There was an incident of black market activity involving a member of the unit and other less significant incidents where members loosely interpreted regulations. The .50 calibre machine gun that disappeared was stolen by belligerent forces and not sold to them as was alleged. But false information was provided to investigators to protect the image and reputation of the platoon involved.

The Board did find that the Canadian soldiers in the incident involving the death of a wounded Serb acted in the best tradition of the Canadian Army by offering humanitarian assistance to a wounded belligerent. That the Serb eventually died of his wounds is regrettable but is in no way related to a lack of medical attention from the Canadians as originally alleged. Everything that could reasonably have been done to assist the wounded Serb was in fact done. The Canadian soldiers involved are to be commended for acting correctly and with dispatch.

The Board found that there were leadership failures by certain individuals at all levels of the unit. These failures can be primarily attributed to individuals, but there is a recurring theme of inadequate supervision of subordinates.

Many of the problems experienced were not exclusive to CANBAT 2 but rather they could be found sporadically at all rank levels within the Army. These include issues of command and control, leadership and ethics training, army culture and the regimental system.

Individuals whom the Board deems responsible for incidents of misconduct or unprofessional behaviour are identified and recommendations are made for appropriate administrative action against them.

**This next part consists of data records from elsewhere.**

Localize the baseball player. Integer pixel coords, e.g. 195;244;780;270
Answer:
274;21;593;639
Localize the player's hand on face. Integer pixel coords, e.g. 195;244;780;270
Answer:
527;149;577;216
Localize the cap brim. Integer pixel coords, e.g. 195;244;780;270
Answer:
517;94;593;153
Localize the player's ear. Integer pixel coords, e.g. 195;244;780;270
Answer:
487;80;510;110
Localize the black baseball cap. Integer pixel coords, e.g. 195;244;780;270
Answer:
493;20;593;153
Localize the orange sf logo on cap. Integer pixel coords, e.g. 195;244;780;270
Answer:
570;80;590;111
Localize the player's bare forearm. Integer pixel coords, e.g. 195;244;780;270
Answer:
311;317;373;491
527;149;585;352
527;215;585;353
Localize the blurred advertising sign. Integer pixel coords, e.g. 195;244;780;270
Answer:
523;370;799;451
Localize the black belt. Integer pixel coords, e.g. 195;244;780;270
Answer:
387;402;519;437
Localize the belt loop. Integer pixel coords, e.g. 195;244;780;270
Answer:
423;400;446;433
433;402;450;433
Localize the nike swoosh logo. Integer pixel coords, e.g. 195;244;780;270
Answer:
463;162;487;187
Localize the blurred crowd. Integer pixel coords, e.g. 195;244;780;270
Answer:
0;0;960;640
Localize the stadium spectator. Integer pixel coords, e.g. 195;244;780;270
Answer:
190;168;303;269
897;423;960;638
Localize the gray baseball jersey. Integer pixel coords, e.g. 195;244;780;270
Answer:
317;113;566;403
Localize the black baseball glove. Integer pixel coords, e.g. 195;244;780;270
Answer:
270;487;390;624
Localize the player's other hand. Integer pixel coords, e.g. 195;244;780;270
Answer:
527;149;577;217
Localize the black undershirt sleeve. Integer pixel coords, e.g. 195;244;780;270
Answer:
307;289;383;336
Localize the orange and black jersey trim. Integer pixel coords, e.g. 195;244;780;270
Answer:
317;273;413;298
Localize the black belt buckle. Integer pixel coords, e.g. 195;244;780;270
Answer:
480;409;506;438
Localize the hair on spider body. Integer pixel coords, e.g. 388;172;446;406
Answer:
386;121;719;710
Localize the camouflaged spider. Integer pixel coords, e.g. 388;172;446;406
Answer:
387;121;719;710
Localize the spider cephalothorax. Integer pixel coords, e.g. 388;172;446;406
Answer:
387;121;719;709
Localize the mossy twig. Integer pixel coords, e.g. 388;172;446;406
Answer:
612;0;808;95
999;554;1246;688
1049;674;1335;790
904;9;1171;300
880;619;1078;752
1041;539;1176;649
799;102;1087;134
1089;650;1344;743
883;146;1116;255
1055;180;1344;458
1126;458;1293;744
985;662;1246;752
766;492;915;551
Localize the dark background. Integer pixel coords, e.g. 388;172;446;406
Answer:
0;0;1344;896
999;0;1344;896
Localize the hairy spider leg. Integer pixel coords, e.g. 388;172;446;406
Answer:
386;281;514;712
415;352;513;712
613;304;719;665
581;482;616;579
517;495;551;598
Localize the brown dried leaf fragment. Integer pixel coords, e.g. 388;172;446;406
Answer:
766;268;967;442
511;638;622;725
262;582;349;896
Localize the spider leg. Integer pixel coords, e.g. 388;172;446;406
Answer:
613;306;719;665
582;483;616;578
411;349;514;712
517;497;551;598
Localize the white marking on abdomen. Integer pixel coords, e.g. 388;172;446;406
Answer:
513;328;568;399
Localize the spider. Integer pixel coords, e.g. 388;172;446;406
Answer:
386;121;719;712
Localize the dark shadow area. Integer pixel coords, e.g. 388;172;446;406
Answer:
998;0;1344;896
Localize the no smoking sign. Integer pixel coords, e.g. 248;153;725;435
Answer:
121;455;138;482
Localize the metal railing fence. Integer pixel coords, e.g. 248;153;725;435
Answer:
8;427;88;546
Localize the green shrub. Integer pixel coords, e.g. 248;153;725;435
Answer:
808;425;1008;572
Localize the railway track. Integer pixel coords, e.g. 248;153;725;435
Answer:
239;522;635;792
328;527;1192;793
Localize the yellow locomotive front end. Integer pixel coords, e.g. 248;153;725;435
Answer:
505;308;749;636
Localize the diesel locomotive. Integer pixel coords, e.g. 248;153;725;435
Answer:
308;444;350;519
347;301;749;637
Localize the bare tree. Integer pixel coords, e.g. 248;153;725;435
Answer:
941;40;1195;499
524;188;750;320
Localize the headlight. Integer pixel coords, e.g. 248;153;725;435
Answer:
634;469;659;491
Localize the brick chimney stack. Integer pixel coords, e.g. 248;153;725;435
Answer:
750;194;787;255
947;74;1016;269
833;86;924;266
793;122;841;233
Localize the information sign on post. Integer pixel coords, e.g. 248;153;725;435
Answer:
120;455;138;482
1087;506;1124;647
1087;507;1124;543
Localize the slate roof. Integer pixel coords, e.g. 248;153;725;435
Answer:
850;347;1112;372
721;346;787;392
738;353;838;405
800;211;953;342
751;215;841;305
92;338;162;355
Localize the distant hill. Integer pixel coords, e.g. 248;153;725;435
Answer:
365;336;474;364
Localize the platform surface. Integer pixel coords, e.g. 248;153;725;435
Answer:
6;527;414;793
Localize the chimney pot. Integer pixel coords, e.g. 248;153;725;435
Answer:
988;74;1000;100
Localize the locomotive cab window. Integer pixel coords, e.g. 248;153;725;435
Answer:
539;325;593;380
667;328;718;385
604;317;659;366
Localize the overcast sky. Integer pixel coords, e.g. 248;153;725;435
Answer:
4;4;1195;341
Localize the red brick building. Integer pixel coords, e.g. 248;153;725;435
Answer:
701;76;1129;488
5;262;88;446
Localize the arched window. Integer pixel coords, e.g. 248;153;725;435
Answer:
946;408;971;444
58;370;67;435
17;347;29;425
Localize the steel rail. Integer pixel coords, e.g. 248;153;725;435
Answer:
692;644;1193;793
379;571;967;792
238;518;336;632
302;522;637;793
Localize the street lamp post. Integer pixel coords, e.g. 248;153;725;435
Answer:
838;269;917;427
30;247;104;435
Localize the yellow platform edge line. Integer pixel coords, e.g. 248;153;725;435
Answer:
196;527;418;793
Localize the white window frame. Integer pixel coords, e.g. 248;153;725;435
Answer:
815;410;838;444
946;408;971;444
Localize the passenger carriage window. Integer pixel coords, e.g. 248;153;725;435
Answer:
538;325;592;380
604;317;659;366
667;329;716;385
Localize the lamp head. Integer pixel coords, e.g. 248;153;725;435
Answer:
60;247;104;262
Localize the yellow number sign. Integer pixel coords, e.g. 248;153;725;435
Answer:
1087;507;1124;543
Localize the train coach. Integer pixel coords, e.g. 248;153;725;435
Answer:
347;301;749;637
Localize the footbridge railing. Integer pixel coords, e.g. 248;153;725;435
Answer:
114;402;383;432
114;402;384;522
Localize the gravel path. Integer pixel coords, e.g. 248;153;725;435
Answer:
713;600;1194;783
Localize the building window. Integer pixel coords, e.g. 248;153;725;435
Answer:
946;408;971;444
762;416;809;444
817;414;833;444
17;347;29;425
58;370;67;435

The Commander of Land Force Command has accepted the findings and recommendations of the Board of Inquiry, with only minor reservations in a few instances, and has developed an army action plan to implement the many detailed and specific recommendations.

In addition, with regard to the major recommendations, the Commander has additional plans as follows:

To address individual cases, a Special Career Review Board (SCRB) will be convened to determine the administrative measures required for each individual service member identified for misconduct or shortcomings in the Report. The report makes specific recommendations in each case. Having the same review board adjudicate all the files will ensure standardized treatment which would be fair and equitable to all concerned. A Career Review Board evaluates an individual's career and recommends appropriate action up to and including release from the Canadian Forces.

Where possible, rather than initiating other studies and investigations, the intent is to resort to recent, existing studies and initiatives and modify or reorient the work of committees and study groups when necessary. To address the systemic army-wide problems identified by the Board, the following actions have been or will be undertaken:

  1. The establishment and publication by the Commander of Land Force Command of required army norms and Standards and what desired values, attributes and qualities the army will foster within its ranks.
  2. The establishment of an Army Command Selection Board to ensure that the army chain of command will have direct input into the selection of commanding officers and key Chief Warrant Officer appointments. Furthermore, leadership and ethical behaviour will be given added emphasis in the army's evaluation and promotion systems.
  3. A review of the selection criteria for army personnel within the recruiting process, in order to clearly define what the army requires as candidates and that these people will fit into the army value system.
  4. An analysis of the command and leadership education process through the officer and non-commissioned member professional development councils to ensure that leadership principles essential to an army are primary within the training and education process.